Ich habe das dann bei der zuständigen Prüfstelle der Kreishygieneinspektion eingefordert, als bei einer Stichprobe, die ich nehmen lies, herauskam, dass der zulässige Nitratwert weit überschritten war. Bereits dies wurde als staatsgefährdende Aktion angesehen und es wurde bei der Stasi ein operativer Vorgang „Nitrit“ angelegt. Vier Leute wurden damit beauftragt alles was ich unternehme zu kontrollieren und zu melden. Und das nur weil ich mich dafür eingesetzt habe, gesetzliche Bestimmungen der DDR, die es ja gab, einzuhalten.

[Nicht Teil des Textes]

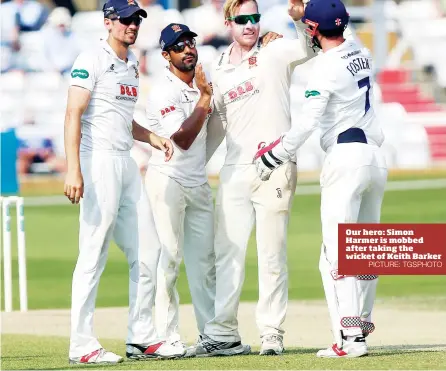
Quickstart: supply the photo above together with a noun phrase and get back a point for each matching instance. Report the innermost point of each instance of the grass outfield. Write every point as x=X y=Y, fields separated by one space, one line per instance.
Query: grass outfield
x=51 y=353
x=50 y=261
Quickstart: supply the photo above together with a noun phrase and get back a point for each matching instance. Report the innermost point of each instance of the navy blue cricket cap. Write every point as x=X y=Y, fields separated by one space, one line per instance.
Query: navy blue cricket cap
x=122 y=8
x=171 y=33
x=330 y=15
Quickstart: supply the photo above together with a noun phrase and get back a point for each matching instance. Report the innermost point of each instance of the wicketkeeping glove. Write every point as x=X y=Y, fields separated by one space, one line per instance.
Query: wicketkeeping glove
x=269 y=158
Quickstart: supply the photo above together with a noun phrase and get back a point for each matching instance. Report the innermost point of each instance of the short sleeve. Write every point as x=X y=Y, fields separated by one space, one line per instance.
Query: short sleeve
x=164 y=113
x=84 y=71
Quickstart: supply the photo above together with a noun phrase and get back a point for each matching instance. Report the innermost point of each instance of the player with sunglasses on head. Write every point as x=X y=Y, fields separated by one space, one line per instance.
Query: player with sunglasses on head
x=99 y=133
x=251 y=94
x=179 y=107
x=339 y=102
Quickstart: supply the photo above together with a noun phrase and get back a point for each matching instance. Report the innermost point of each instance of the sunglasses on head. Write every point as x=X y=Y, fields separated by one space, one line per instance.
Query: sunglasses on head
x=245 y=18
x=180 y=46
x=136 y=19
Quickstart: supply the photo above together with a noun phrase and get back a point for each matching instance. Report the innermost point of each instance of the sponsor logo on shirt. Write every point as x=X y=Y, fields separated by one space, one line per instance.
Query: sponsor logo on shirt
x=252 y=61
x=167 y=110
x=82 y=74
x=311 y=93
x=111 y=68
x=127 y=92
x=136 y=72
x=240 y=92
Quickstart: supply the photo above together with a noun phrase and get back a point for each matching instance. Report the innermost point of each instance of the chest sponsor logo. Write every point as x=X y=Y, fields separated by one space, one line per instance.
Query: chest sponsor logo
x=311 y=93
x=81 y=74
x=252 y=61
x=111 y=68
x=127 y=93
x=167 y=110
x=240 y=92
x=136 y=72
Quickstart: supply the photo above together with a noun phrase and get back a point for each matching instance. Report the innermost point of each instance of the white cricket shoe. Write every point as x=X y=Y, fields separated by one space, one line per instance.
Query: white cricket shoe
x=272 y=345
x=190 y=351
x=160 y=350
x=99 y=356
x=350 y=349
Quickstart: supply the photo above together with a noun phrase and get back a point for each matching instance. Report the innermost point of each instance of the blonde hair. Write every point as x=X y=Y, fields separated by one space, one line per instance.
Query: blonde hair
x=231 y=6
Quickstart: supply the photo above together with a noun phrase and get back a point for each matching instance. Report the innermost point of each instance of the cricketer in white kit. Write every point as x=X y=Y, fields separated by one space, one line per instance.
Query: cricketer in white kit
x=99 y=133
x=339 y=100
x=179 y=107
x=251 y=94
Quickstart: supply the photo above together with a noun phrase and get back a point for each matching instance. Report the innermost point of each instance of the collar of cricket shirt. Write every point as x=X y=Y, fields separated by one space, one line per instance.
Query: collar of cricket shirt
x=130 y=55
x=223 y=62
x=340 y=48
x=180 y=83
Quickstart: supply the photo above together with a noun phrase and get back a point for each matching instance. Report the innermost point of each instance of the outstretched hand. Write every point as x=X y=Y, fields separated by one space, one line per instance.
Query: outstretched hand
x=296 y=8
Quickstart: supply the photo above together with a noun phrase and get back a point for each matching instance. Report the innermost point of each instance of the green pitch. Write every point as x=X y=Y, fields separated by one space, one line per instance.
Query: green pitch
x=50 y=353
x=52 y=234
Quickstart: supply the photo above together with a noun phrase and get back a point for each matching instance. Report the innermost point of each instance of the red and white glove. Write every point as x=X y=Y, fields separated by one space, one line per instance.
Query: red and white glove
x=269 y=158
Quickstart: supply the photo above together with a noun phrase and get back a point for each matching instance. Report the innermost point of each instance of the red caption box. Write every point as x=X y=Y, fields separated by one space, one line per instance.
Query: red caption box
x=392 y=249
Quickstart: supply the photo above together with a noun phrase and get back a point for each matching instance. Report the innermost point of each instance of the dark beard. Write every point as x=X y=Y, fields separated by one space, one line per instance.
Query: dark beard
x=183 y=67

Wenn man Ihnen zuhört, kann man den Eindruck gewinnen, dass Sie den Staat nicht ernst genommen hätten?
Das war ja nie mit Absicht. Ich wollte meine Grenzen nicht austesten. Ich hab einfach Handlungsbedarf gesehen und auch später erst erfahren, dass die mich beobachtet und Leute auf mich angesetzt haben. Ich weiß auch nicht, wie ich reagiert hätte, wenn ich das damals gewusst hätte. Aber so schnell aufgegeben hätte ich mit Sicherheit nicht. Letztendlich habe ich meine Arbeitsstelle deswegen nicht verloren. Vielleicht ist das auch ein Beispiel dafür, dass zu Wenige damals den Mut hatten, Dinge nicht einfach so hinzunehmen.